Regression analysis is a robust set of statistical methods employed to model and examine the relationships between a response variable (dependent variable) and one or more predictor variables (independent variables). It serves as a powerful tool for analyzing the association between variables and identifying the extent to which each predictor variable influences the response variable.
By using regression analysis, researchers can statistically disentangle the effects of multiple predictors and determine which variables significantly impact the response variable, thus facilitating the interpretation and understanding of complex relationships within the data. This analytical approach is widely utilized in various fields, including economics, social sciences, epidemiology, and engineering, where it aids in making evidence-based decisions, formulating predictive models, and drawing meaningful conclusions from data-driven analyses. Regression analysis is used for three types of applications:
- Finding out the effect of independent variables on dependent variable.
- Finding out the change in dependent variable with respect to one or more independent variable.
- To find out upcoming trends.
Regression algorithms are essential for any Machine Learning problem that involves continuous numbers. It is fall under the family of Supervised Machine Learning algorithms which is a subset of machine learning algorithms. These algorithms may be linear as well as non-linear. We'll discuss them in detail in the following sections.
- Simple linear regression
- Multiple linear regression
- Ordinary Least Squares regression
Simple linear regression
Simple Linear Regression is a fundamental and widely used statistical technique belonging to the family of Regression algorithms. It enables researchers to succinctly summarize and analyze the relationship between a single dependent variable (response variable) and a solitary independent variable (predictor variable). In this approach, one of the variables, represented by x, assumes the role of the predictor or independent variable, while the other variable, denoted as y, plays the crucial role of the response or dependent variable.
Through Simple Linear Regression, analysts can model and quantify the influence of the predictor variable on the response variable, enabling them to assess the strength and direction of the association. This method holds significant importance in various research domains, including economics, social sciences, business analytics, and engineering, as it facilitates the identification of patterns, prediction of outcomes, and insights into the dependencies between variables.
You can use simple linear regression for:
- How strong the relationship is between two variables (x and y) .
- The value of the dependent variable at a certain value of the independent variable.
A linear regression is where the relationships between your variables (x and y) can be represented by a straight line.
After looking at the above scatter plot you can understand:
- The direction
- The strength
- The linearity
The equation that describes how y is related to x is known as the regression model . The simple linear regression model is represented by:y = ß0 +ß1x+e
- y is the mean or expected value of y for a given value of x.
- ß0 is the y-intercept of the regression line.
- ß1 is the slope.
- x is the independent variable (the variable expect is influencing y).
- e is the error of the estimate.
Multiple linear regression
Multiple Linear Regression serves as a valuable extension of the simple linear regression technique, providing a more sophisticated statistical approach to modeling relationships between variables. This method involves using multiple independent variables (predictors) to predict the outcome of a dependent variable (response) by fitting a linear equation to observed data. Multiple linear regression enables researchers to assess the collective impact of several predictors on the response variable and quantify their relative contributions to the total variance in the model.

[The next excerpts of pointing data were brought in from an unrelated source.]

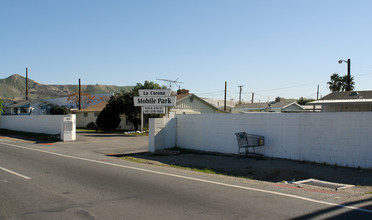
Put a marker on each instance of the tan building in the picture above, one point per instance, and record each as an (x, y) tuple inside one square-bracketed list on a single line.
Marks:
[(349, 101), (90, 114), (188, 103)]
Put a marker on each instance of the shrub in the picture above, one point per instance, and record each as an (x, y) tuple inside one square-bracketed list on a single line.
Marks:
[(59, 110), (91, 125), (108, 119)]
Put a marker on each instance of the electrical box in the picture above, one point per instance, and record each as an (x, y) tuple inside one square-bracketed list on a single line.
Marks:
[(68, 131)]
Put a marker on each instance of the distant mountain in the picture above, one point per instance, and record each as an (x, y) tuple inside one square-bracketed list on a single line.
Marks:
[(14, 87)]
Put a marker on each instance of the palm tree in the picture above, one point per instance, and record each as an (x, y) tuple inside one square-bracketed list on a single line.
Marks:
[(344, 83)]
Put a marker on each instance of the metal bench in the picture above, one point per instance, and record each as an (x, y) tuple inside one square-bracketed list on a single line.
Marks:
[(246, 141)]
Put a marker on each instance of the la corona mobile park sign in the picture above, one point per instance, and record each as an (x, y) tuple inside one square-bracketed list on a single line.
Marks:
[(154, 101)]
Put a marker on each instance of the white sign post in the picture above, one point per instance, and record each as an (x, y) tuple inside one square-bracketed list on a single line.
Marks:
[(154, 101)]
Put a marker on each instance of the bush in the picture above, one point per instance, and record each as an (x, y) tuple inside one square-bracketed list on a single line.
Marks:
[(59, 110), (108, 119), (91, 125)]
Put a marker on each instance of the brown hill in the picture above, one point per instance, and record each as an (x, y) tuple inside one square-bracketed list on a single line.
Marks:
[(14, 87)]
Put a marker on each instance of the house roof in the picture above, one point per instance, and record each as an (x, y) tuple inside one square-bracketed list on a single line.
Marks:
[(181, 97), (349, 95), (94, 108), (259, 105), (345, 97), (25, 102)]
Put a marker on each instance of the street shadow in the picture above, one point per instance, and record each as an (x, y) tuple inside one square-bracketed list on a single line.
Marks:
[(364, 212)]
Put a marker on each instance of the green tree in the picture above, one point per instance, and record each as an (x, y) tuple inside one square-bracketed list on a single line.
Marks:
[(339, 83), (59, 110), (336, 83), (123, 103)]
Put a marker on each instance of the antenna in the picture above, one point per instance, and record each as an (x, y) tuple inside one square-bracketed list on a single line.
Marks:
[(171, 82)]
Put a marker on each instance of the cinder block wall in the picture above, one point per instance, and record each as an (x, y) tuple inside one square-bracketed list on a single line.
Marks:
[(47, 124), (342, 138)]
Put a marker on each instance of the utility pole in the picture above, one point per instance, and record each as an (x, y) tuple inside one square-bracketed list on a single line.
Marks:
[(348, 75), (79, 94), (317, 93), (224, 105), (26, 83), (240, 94)]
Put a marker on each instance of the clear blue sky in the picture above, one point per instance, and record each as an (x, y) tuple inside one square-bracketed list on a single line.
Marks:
[(273, 48)]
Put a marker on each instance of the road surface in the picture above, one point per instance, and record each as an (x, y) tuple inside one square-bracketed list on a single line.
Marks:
[(42, 182)]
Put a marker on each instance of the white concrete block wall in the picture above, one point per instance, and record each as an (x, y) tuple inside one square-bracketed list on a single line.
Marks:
[(47, 124), (342, 138), (162, 133)]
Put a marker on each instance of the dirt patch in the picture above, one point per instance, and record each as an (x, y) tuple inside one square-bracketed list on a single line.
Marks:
[(266, 169)]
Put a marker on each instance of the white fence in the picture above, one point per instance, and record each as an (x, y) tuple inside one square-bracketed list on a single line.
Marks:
[(65, 125), (342, 138)]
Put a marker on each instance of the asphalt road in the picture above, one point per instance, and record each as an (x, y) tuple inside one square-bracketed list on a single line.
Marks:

This versatile approach is particularly useful when studying complex relationships and interactions among multiple factors. By employing multiple linear regression, analysts can gain deeper insights into the underlying patterns, make more accurate predictions, and uncover the most influential variables affecting the dependent variable. Its widespread use spans various fields, including finance, social sciences, healthcare, and market research, where it plays a vital key in understanding and predicting real-world phenomena.Example:
The height of a child can depend on the height of the mother, the height of the father, nutrition, and environmental factors.
Ordinary Least Squares regression
Ordinary Least Squares (OLS) regression is a widely utilized and highly effective regression analysis technique that estimates the association between one or more independent variables (predictors) and a dependent variable (response).
The fundamental principle behind OLS is to determine the best-fitting line by minimizing the sum of the squares of the differences between the observed and predicted values of the dependent variable. The goal is to find the line that best captures the relationship between the predictor variables and the response variable. By minimizing the sum of these squared differences, OLS ensures that the line fits the data points as closely as possible. This method is particularly suitable for linear relationships, allowing researchers to obtain coefficients that quantify the impact of each predictor variable on the response variable.
Regression analysis is a statistical method used in supervised machine learning to model the relationship between a dependent variable and one or more independent variables. The goal of regression is to predict continuous numerical values based on the input features and find the best-fitting line or curve that represents the relationship between the variables.